A paragraph to which Roosevelt is said to have responded (Rhodes, 1986):

“Alex, what you are after is to see that the Nazis don’t blow us up”

The rest is history.

The Einstein-Szilárd Letter (August 2nd, 1939)

Sir:

Some recent work by E. Fermi and L. Szilard, which has been communicated to me in manuscript, leads me to expect that the element of uranium may be turned into a new and important source of energy in the immediate future. Certain aspects of the discussion which has arisen seem to call for watchfulness and, if necessary, quick action on the part of the Administration. I believe therefor that it is my duty to bring to your attention the following facts and recommendations:

In the course of the last four months it has been made probable — through the work of Joliot in France as well as Fermi and Szilárd in America — that it may become possible to set up a nuclear chain reaction in a large mass of uranium, by which vast amounts of power and large quantities of new radium-like elements would be generated. Now it appears almost certain that this could be achieved in the immediate future.

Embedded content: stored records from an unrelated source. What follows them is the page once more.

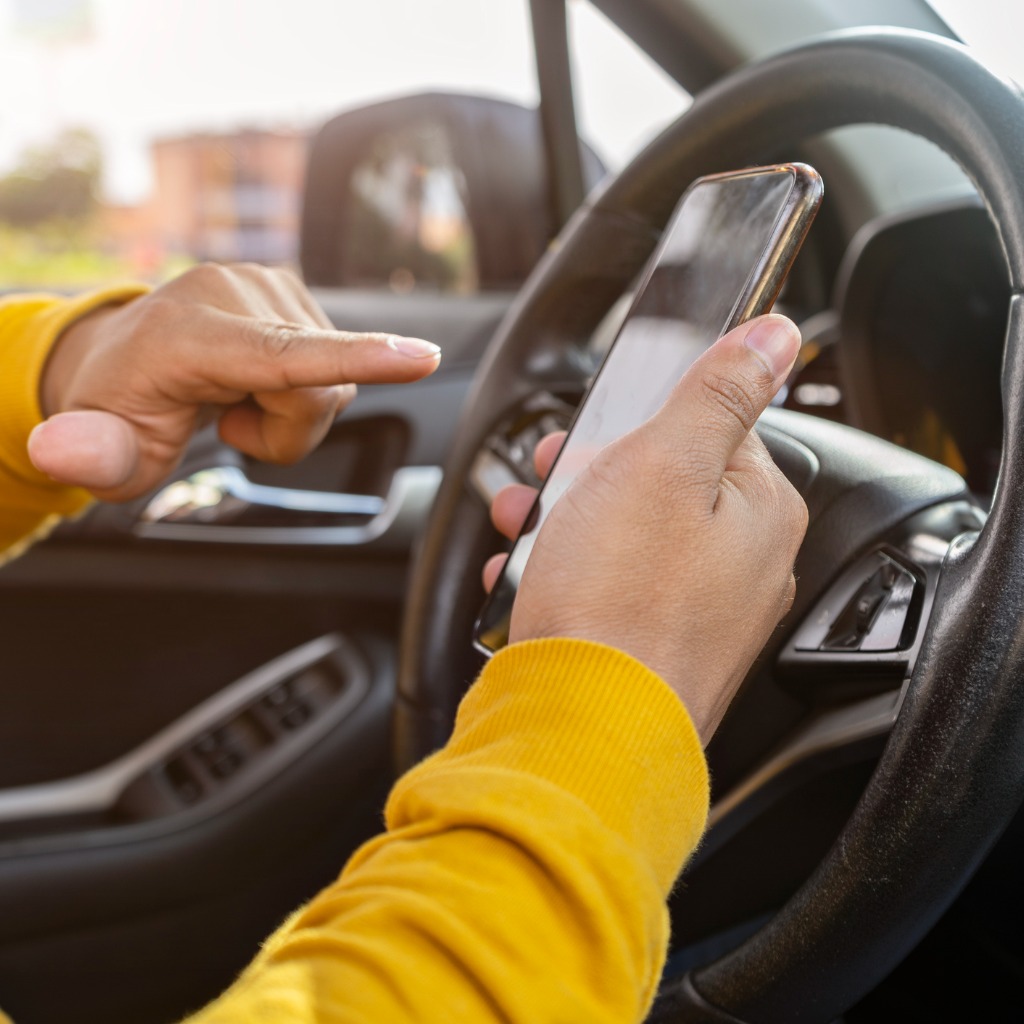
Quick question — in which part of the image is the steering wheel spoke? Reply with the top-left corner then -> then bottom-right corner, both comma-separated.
395,29 -> 1024,1024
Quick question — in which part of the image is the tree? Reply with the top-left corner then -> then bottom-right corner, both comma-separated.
0,128 -> 102,227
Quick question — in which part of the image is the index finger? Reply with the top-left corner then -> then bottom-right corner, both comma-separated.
188,309 -> 440,392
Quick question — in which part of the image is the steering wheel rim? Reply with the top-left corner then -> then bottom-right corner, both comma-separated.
395,30 -> 1024,1024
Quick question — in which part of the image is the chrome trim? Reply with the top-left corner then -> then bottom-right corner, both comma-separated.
132,466 -> 442,548
0,634 -> 370,822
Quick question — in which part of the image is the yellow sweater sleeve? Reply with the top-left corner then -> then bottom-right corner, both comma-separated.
0,285 -> 148,563
188,640 -> 709,1024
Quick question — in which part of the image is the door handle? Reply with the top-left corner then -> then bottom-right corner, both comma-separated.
141,466 -> 384,526
132,466 -> 441,549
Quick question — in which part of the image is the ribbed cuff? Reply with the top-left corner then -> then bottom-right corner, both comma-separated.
0,284 -> 150,495
399,639 -> 709,894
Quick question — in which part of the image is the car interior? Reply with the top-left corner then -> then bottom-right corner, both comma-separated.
0,0 -> 1024,1024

This new phenomenon would also lead to the construction of bombs, and it is conceivable — though much less certain — that extremely powerful bombs of a new type may thus be constructed. A single bomb of this type, carried by boat and exploded in a port, might very well destroy the whole port together with some of the surrounding territory. However, such bombs might very well prove to be too heavy for transportation by air.

The United States has only very poor ores of uranium in moderate quantities. There is some good ore in Canada and former Czechoslovakia, wile the most important source of uranium is Belgian Congo.

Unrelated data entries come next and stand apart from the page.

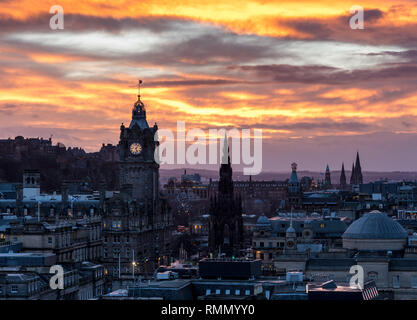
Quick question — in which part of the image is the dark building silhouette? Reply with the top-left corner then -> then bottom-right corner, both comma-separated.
324,165 -> 332,188
103,82 -> 172,277
209,137 -> 243,256
287,162 -> 302,208
340,163 -> 346,190
350,152 -> 363,184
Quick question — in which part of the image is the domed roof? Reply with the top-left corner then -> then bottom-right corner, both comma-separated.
256,215 -> 271,227
342,210 -> 407,239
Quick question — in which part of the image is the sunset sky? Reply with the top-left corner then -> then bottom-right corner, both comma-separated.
0,0 -> 417,171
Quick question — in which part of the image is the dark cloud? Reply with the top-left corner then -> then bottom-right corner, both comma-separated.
0,13 -> 190,33
144,79 -> 245,88
230,63 -> 417,85
0,103 -> 17,116
276,6 -> 417,47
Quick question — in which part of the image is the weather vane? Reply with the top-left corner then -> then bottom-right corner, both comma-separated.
138,80 -> 143,97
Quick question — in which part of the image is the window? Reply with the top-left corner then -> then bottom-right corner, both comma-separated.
368,272 -> 378,281
392,276 -> 400,288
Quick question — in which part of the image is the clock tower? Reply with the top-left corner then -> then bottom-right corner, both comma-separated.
119,80 -> 159,204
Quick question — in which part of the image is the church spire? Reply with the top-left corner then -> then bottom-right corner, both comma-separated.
340,162 -> 346,190
219,134 -> 233,196
129,80 -> 149,130
350,162 -> 355,184
324,165 -> 332,187
355,151 -> 363,184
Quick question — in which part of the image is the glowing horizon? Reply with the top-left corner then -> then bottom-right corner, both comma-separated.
0,0 -> 417,171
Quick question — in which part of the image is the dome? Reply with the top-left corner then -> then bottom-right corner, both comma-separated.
343,210 -> 407,239
256,215 -> 271,227
342,210 -> 408,251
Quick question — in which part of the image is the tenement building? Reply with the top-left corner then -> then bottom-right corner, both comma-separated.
255,211 -> 417,300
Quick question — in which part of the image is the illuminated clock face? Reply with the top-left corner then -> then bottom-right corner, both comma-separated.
130,143 -> 142,154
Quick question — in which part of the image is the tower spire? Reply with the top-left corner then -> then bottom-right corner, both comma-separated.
137,79 -> 143,99
340,162 -> 346,190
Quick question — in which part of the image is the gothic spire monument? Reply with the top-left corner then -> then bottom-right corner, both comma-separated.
339,162 -> 346,190
350,163 -> 355,184
324,165 -> 332,188
209,136 -> 243,256
350,151 -> 363,185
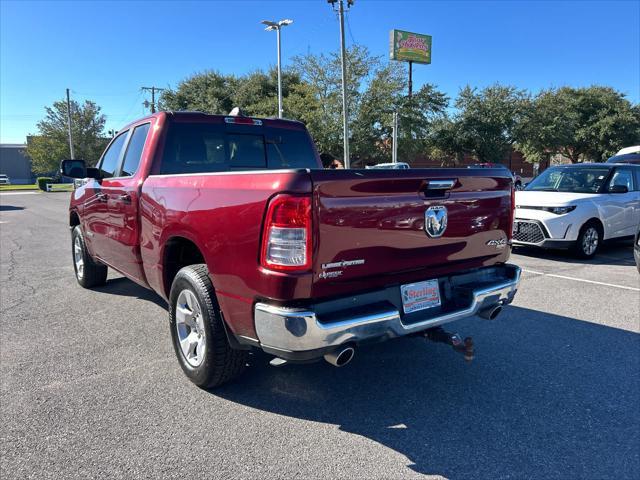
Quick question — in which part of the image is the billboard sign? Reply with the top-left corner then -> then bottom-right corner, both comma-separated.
389,30 -> 431,63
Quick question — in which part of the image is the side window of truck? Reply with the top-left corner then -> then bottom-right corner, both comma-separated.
267,129 -> 318,168
160,123 -> 318,175
120,123 -> 151,177
98,131 -> 129,178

In view of this situation you may think it is desirable to have some permanent contact maintained between the Administration and the group of physicists working on chain reactions in America. One possible way of achieving this might be for you to entrust with the task a person who has your confidence and who could perhaps serve in an inofficial capacity. His task might comprise the following:

a) to approach Government Departments, keep them informed of the further development, and put forward recommendations for Government action, giving particular attention to the problem of securing a supply of uranium ore for the United States;

b) to speed up the experimental work, which is at present being carried on within the limits of the budgets of University laboratories, by providing funds, if such funds be required, through his contact with private persons who are willing to make contributions for this cause, and perhaps also by obtaining the co-operation of industrial laboratories which have the necessary equipment.

I understand that Germany has actually stopped the sale of uranium from the Czechoslovakian mines which she has taken over. That she should have taken such early action might perhaps be understood on the ground that the son of the German Under-Secretary of State, von Weizsäcker, is attached to the Kaiser-Wilhelm-Institut in Berlin where some of the American work on uranium is now being repeated.